Golda Och Academy's Award-Winning High School Newspaper

2.25.2016

Transforming the Trans Discussion

Alissa Lampert ‘18


The twenty-­first century has come with great leaps for transgender rights and awareness, but acceptance from all people is still out of reach.
The awareness for transgender people shot up in December 2014 with the suicide of trans girl Leelah Alcorn, whose suicide note was spread across social media and news outlets. It explained that the restrictions placed by her parents, which stopped her from being the person she truly was, caused a depression that led her to kill herself.
However, Alcorn’s story was only the first of an endless stream of reports of trans people choosing to end their lives or having their lives ended for them.
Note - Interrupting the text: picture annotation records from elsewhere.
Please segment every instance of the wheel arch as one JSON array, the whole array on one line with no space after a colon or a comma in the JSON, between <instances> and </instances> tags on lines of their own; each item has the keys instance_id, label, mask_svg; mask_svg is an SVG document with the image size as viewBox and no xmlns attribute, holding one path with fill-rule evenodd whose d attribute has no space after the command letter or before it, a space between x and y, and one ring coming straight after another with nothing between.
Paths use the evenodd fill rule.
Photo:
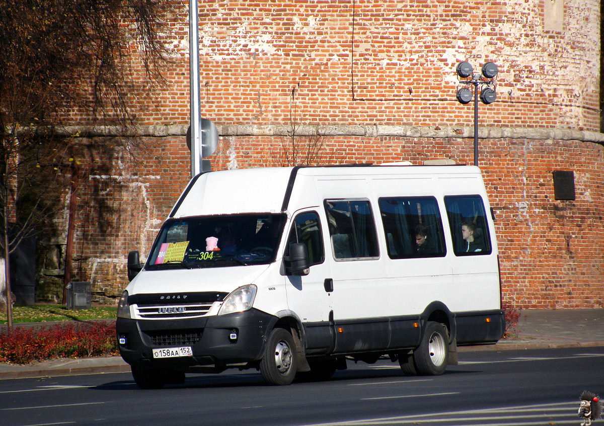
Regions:
<instances>
[{"instance_id":1,"label":"wheel arch","mask_svg":"<svg viewBox=\"0 0 604 426\"><path fill-rule=\"evenodd\" d=\"M280 311L275 314L277 321L273 324L272 327L266 331L266 339L271 334L272 330L275 328L283 328L292 335L294 338L294 342L296 345L296 352L298 355L298 370L301 372L309 371L310 367L306 360L306 351L305 350L306 335L304 332L304 327L302 326L302 321L296 313L289 310Z\"/></svg>"},{"instance_id":2,"label":"wheel arch","mask_svg":"<svg viewBox=\"0 0 604 426\"><path fill-rule=\"evenodd\" d=\"M435 300L428 305L420 315L422 323L424 324L422 330L422 335L425 330L425 324L428 321L434 321L435 322L444 324L447 331L449 332L449 343L452 342L457 333L455 326L455 315L449 310L447 305L442 302Z\"/></svg>"}]
</instances>

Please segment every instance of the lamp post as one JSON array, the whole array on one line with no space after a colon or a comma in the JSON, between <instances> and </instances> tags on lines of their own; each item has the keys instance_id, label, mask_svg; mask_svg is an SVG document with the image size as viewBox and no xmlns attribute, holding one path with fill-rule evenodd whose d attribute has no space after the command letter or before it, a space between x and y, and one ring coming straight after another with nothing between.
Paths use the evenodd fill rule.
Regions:
<instances>
[{"instance_id":1,"label":"lamp post","mask_svg":"<svg viewBox=\"0 0 604 426\"><path fill-rule=\"evenodd\" d=\"M456 97L461 104L469 103L474 98L474 165L478 165L478 86L482 86L480 91L480 100L485 105L492 103L497 98L495 92L495 78L497 77L497 66L492 62L487 62L483 65L481 74L474 74L474 68L469 62L460 62L455 67L457 75L460 77L460 84L464 87L457 89ZM464 79L464 80L461 80ZM474 86L474 91L469 87Z\"/></svg>"}]
</instances>

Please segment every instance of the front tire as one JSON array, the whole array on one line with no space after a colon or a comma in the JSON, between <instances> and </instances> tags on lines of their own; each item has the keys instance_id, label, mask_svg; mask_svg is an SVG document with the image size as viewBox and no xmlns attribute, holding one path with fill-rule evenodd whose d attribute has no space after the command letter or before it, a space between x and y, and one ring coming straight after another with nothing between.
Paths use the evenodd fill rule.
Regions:
<instances>
[{"instance_id":1,"label":"front tire","mask_svg":"<svg viewBox=\"0 0 604 426\"><path fill-rule=\"evenodd\" d=\"M449 358L449 335L445 326L433 321L426 325L419 346L413 352L418 374L439 376L445 372Z\"/></svg>"},{"instance_id":2,"label":"front tire","mask_svg":"<svg viewBox=\"0 0 604 426\"><path fill-rule=\"evenodd\" d=\"M298 355L294 338L286 330L275 328L271 332L260 361L263 378L269 384L289 384L297 368Z\"/></svg>"}]
</instances>

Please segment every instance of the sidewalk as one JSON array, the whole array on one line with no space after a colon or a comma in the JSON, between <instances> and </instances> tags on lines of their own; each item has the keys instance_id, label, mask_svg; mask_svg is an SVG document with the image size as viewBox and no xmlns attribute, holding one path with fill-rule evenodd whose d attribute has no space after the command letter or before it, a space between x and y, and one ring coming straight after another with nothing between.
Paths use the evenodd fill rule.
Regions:
<instances>
[{"instance_id":1,"label":"sidewalk","mask_svg":"<svg viewBox=\"0 0 604 426\"><path fill-rule=\"evenodd\" d=\"M459 352L585 346L603 346L604 351L604 308L525 310L520 315L517 339L461 347ZM24 366L0 363L0 380L129 371L120 357L63 358Z\"/></svg>"}]
</instances>

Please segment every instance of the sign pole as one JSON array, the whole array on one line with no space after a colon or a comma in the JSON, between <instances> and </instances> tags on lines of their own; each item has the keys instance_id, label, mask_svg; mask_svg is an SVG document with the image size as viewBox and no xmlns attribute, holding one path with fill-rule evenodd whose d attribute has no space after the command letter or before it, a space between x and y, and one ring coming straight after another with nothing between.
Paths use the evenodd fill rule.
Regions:
<instances>
[{"instance_id":1,"label":"sign pole","mask_svg":"<svg viewBox=\"0 0 604 426\"><path fill-rule=\"evenodd\" d=\"M198 0L189 0L189 79L191 103L191 177L201 173L199 104L199 29Z\"/></svg>"}]
</instances>

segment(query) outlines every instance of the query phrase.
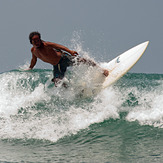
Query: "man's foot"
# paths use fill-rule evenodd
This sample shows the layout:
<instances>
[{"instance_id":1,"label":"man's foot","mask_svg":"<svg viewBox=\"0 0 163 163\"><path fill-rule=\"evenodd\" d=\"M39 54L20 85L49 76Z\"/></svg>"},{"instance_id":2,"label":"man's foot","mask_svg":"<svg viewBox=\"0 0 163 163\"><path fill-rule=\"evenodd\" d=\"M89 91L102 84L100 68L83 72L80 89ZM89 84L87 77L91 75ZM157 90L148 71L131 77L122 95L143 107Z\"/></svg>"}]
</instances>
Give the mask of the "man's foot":
<instances>
[{"instance_id":1,"label":"man's foot","mask_svg":"<svg viewBox=\"0 0 163 163\"><path fill-rule=\"evenodd\" d=\"M54 85L57 87L57 85L61 82L61 79L60 78L53 78L51 81L54 82Z\"/></svg>"},{"instance_id":2,"label":"man's foot","mask_svg":"<svg viewBox=\"0 0 163 163\"><path fill-rule=\"evenodd\" d=\"M104 70L103 74L107 77L109 75L109 71L108 70Z\"/></svg>"}]
</instances>

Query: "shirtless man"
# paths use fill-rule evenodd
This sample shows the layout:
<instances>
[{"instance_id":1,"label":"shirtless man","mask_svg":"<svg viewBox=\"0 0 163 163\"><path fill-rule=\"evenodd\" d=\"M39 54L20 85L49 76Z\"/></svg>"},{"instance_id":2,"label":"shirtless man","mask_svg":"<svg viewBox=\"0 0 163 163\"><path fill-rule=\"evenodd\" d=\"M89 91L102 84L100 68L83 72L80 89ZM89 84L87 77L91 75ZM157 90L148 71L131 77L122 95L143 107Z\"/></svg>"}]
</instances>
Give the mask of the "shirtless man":
<instances>
[{"instance_id":1,"label":"shirtless man","mask_svg":"<svg viewBox=\"0 0 163 163\"><path fill-rule=\"evenodd\" d=\"M33 47L31 48L31 64L27 70L33 69L33 67L36 65L37 58L44 62L50 63L53 65L54 78L52 81L55 83L55 85L57 85L57 83L63 79L67 67L75 64L74 58L76 55L78 55L78 53L68 49L63 45L41 40L41 35L39 32L30 33L29 40ZM91 66L97 66L93 61L80 57L77 57L77 63L85 63ZM103 74L108 76L109 72L107 70L103 70Z\"/></svg>"}]
</instances>

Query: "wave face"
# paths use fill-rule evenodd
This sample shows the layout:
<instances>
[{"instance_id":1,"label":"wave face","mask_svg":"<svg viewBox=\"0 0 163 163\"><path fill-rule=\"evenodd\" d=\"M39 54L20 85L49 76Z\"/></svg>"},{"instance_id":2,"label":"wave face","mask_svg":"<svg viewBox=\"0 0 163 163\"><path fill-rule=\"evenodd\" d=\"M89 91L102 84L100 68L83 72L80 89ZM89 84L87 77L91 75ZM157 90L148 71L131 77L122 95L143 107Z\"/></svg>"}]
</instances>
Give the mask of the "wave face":
<instances>
[{"instance_id":1,"label":"wave face","mask_svg":"<svg viewBox=\"0 0 163 163\"><path fill-rule=\"evenodd\" d=\"M43 144L45 148L48 144L48 148L54 148L55 144L55 150L56 146L63 148L64 144L67 152L73 151L73 147L83 148L80 156L79 153L76 156L78 159L75 160L74 153L66 160L68 154L65 154L64 161L87 162L95 159L102 162L132 162L130 159L134 157L136 161L147 161L143 157L146 154L140 152L147 150L146 147L150 148L151 140L157 140L157 147L161 142L163 75L128 73L114 85L92 94L92 89L100 88L94 82L100 78L99 73L92 71L92 68L84 66L68 70L64 79L69 84L68 88L62 84L53 86L51 70L13 70L0 74L1 144L6 140L19 146L22 143L32 145L35 142L35 147ZM144 138L147 139L146 147L133 144L141 141L143 144ZM70 144L73 145L70 147ZM117 153L114 151L120 151L119 147L123 148L123 145L126 157L121 153L123 151L113 157L112 154ZM137 155L131 150L133 147ZM153 148L151 145L151 151ZM97 150L94 152L97 152L98 158L92 158L93 149ZM86 150L90 150L90 156L87 156ZM127 155L127 152L131 155ZM139 154L142 154L140 158L144 160L138 157ZM158 161L162 155L156 150L149 157L151 159L148 161ZM29 158L24 160L29 161ZM45 158L40 161L43 160L47 161Z\"/></svg>"}]
</instances>

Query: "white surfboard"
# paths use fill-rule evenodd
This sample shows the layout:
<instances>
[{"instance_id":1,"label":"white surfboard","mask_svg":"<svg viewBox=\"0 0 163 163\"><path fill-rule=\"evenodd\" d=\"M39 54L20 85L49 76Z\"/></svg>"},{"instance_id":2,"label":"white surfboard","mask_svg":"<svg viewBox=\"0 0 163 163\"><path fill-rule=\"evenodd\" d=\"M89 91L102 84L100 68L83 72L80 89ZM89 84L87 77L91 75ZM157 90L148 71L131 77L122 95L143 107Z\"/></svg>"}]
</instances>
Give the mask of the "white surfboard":
<instances>
[{"instance_id":1,"label":"white surfboard","mask_svg":"<svg viewBox=\"0 0 163 163\"><path fill-rule=\"evenodd\" d=\"M144 51L146 50L149 41L139 44L132 49L124 52L115 59L111 60L107 64L109 76L105 78L102 84L103 88L106 88L125 75L141 58Z\"/></svg>"}]
</instances>

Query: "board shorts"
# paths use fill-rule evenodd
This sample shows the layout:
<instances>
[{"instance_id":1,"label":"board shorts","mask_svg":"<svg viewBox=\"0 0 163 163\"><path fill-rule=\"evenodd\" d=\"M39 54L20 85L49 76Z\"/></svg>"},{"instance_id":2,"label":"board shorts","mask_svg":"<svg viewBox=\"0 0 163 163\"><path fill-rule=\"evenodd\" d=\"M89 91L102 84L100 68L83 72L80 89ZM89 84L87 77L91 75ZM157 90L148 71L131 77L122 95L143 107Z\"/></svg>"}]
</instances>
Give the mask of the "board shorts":
<instances>
[{"instance_id":1,"label":"board shorts","mask_svg":"<svg viewBox=\"0 0 163 163\"><path fill-rule=\"evenodd\" d=\"M53 65L53 79L59 78L63 79L65 72L67 70L67 67L73 66L75 63L75 57L71 56L67 53L62 53L61 59L57 65Z\"/></svg>"}]
</instances>

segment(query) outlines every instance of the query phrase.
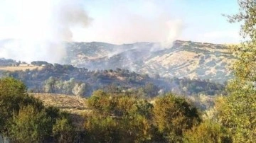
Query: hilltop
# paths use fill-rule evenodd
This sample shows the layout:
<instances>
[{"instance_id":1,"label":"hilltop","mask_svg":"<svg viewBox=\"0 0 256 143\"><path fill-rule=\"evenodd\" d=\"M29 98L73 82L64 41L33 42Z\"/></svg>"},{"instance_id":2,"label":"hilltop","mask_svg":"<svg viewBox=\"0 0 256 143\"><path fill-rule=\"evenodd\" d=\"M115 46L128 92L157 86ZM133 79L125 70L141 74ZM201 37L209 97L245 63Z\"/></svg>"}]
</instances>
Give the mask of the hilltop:
<instances>
[{"instance_id":1,"label":"hilltop","mask_svg":"<svg viewBox=\"0 0 256 143\"><path fill-rule=\"evenodd\" d=\"M127 69L164 77L209 79L223 83L233 77L235 57L226 45L176 40L163 48L159 43L121 45L104 42L66 43L65 64L89 69Z\"/></svg>"}]
</instances>

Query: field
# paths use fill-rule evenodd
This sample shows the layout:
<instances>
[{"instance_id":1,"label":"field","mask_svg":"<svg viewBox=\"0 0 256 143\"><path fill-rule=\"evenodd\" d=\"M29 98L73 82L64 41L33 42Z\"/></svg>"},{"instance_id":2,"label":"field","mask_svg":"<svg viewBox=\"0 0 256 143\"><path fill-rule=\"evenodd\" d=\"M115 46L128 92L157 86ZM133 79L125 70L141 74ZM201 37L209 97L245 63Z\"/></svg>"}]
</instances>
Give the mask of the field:
<instances>
[{"instance_id":1,"label":"field","mask_svg":"<svg viewBox=\"0 0 256 143\"><path fill-rule=\"evenodd\" d=\"M86 106L86 99L75 96L53 93L29 93L42 101L46 106L55 106L72 114L83 115L90 110Z\"/></svg>"},{"instance_id":2,"label":"field","mask_svg":"<svg viewBox=\"0 0 256 143\"><path fill-rule=\"evenodd\" d=\"M21 65L21 66L8 66L8 67L0 67L0 70L2 71L10 71L10 72L14 72L14 71L26 71L26 70L33 70L38 69L38 70L41 70L43 69L43 67L38 67L38 66L32 66L32 65Z\"/></svg>"}]
</instances>

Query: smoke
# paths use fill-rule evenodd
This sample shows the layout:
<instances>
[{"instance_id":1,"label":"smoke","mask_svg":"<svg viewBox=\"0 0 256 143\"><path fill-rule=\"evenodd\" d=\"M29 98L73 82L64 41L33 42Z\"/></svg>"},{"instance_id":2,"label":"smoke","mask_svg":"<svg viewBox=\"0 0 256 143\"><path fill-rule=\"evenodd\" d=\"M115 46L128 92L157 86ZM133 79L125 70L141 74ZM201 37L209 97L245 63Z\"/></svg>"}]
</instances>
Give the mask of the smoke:
<instances>
[{"instance_id":1,"label":"smoke","mask_svg":"<svg viewBox=\"0 0 256 143\"><path fill-rule=\"evenodd\" d=\"M171 11L156 1L118 2L105 11L104 16L94 17L90 28L84 29L79 41L101 41L113 44L138 42L160 42L152 47L159 50L171 47L183 29L183 21L171 15Z\"/></svg>"},{"instance_id":2,"label":"smoke","mask_svg":"<svg viewBox=\"0 0 256 143\"><path fill-rule=\"evenodd\" d=\"M0 21L0 38L18 39L0 45L0 57L5 58L58 62L66 54L63 42L73 40L73 28L86 28L92 21L82 0L10 0L0 4L2 19L7 21Z\"/></svg>"}]
</instances>

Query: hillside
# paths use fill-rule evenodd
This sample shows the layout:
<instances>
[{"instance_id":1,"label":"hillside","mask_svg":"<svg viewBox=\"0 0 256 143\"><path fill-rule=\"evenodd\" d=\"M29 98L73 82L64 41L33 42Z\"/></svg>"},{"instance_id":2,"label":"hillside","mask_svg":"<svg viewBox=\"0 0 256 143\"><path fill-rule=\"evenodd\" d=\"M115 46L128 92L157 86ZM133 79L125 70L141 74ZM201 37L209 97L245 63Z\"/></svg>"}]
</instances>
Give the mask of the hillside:
<instances>
[{"instance_id":1,"label":"hillside","mask_svg":"<svg viewBox=\"0 0 256 143\"><path fill-rule=\"evenodd\" d=\"M177 40L167 49L152 42L121 45L69 42L66 45L64 62L89 69L122 68L139 74L220 83L233 77L230 67L235 57L225 45Z\"/></svg>"}]
</instances>

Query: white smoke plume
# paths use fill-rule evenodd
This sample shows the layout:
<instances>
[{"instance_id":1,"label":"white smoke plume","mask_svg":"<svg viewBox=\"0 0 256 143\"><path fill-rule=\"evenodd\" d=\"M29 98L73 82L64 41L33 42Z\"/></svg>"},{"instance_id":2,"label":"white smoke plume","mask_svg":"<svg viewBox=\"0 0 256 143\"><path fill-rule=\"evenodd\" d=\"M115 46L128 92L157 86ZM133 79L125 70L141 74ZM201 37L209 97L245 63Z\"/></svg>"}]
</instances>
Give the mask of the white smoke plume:
<instances>
[{"instance_id":1,"label":"white smoke plume","mask_svg":"<svg viewBox=\"0 0 256 143\"><path fill-rule=\"evenodd\" d=\"M152 50L155 51L157 48L171 47L172 42L180 38L184 28L182 19L171 16L166 11L169 9L155 1L115 2L114 6L106 11L107 16L111 16L94 18L92 27L83 30L84 36L77 38L79 41L101 41L117 45L160 42L160 47L153 47Z\"/></svg>"},{"instance_id":2,"label":"white smoke plume","mask_svg":"<svg viewBox=\"0 0 256 143\"><path fill-rule=\"evenodd\" d=\"M72 28L85 28L91 21L82 0L9 0L0 4L0 18L9 21L0 21L1 37L18 39L0 43L0 57L58 62L66 54L63 42L73 40Z\"/></svg>"}]
</instances>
The growing awareness of issues in the transgender community has since seen an increase in publicity and notoriety.
Although an effective method of raising awareness, publicizing the deaths cannot solve all of the problems trans people face. News outlets will often misgender the trans person, refuse to acknowledge that their death came about from a hate crime, or slander them in their newsfeed.
Although social media may just be a lighthearted way to communicate, it is also where the true facts about trans people’s deaths truly lie.
The impressive awareness on Twitter and other media outlets, however, has yet to show its face in schools. Schools rarely teach about other genders besides cisgender, where one’s gender identity matches their assigned sex, leaving students unaware of other genders. Children who grow up in stereotypically religious households may never learn about tolerance of transgender people and might grow up thinking being transgender is a sin.
At the end of November 2015, TIME Magazine reported that a Wisconsin school had cancelled a reading of a book about a transgender girl after backlash from conservative parents. The school had planned this reading to honor one of its own students who had come out as transgender. Because some scared parents did not want their children exposed to a life they did not agree with, these children may now grow up unaware, or potentially even biased against trans people.
Golda Och is a much more progressive school than this Wisconsin school, but it still has its own issues.
When questioned about how they felt regarding GOA’s teaching of acceptance, one student said that, although GOA tries to be open and accepting, there is ignorance in relation to other genders in school activities, such as how gym teachers split up fitness levels based on the assumed gender of a person, rather than skill.
However, the student also praised GOA’s attempts at raising awareness, saying, “Something positive about our school is that sometimes they actually try. Last year we had our Judaic study day and they actually had a full study for Leelah Alcorn. They did really well, besides the exclusion of nonbinary genders, but they explained transgenderism, Leelah's negative experience and how society is really a bad place for [transgender people] well.”
Sophomore Dina Doctoroff agreed with this view.
“They’re not even mentioning [nonbinary genders],” Doctoroff said. “I didn’t even know about other genders until a friend mentioned it.”
Other students echoed Doctoroff’s comments, saying that the main place they learned about other genders, including transgender people, was from the media, not school.
“In general, our school is open minded,” sophomore Liora Finkel said, “but has very little experience regarding the LGBTQ+ community, so we would love to make everyone feel comfortable.”
Mr. Shapiro, the Head of School, feels that the school has seen a “tremendous amount of change” in the last 13 years in the area of gender identity and that it is an issue that falls in line with GOA’s mission as a Jewish day school.
“As a community, we need to understand nuances and practice what we preach,” he said. “The ultimate goal is school being as open and inclusive as possible.”
Shapiro’s words are not hollow, however, as they have been followed up with action. This school year, the guidance department has been to two conferences to discuss the topic and a delegation of students was sent to a separate event. The school is taking an initiative to further familiarize itself with the topic and become experienced.
Students and teachers alike are for promoting this issue’s awareness in the school and  upper school principal Ms. Stodolski could not agree more.
“From listening to conversations with guidance and Mr. Herskowitz,” she said, “I know that this is a school that wants to support the LGBT community.”
Stodolski specifically mentioned Keshet as a resource, as the organization works toward fostering equality and inclusion of LGBT youth in Jewish life. She also added that her time spent at Gan Academy in Waltham, MA and the Hudson School in Hoboken has provided her with somewhat of a frame of reference, as both schools strived to increase their support of LGBT students.
“[At the Hudson School] many students were out as homosexual, and as a result, there was a high level of comfort for all,” she said.
Shapiro and Stodolski are clearly a united front on this issue, and along with the guidance department and the support of the GOA student body, the way gender is discussed and viewed on campus should continue to evolve.

“Above everything else,” Shapiro said, “I want for every student to feel comfortable and accepted however they are or however they want to be seen.”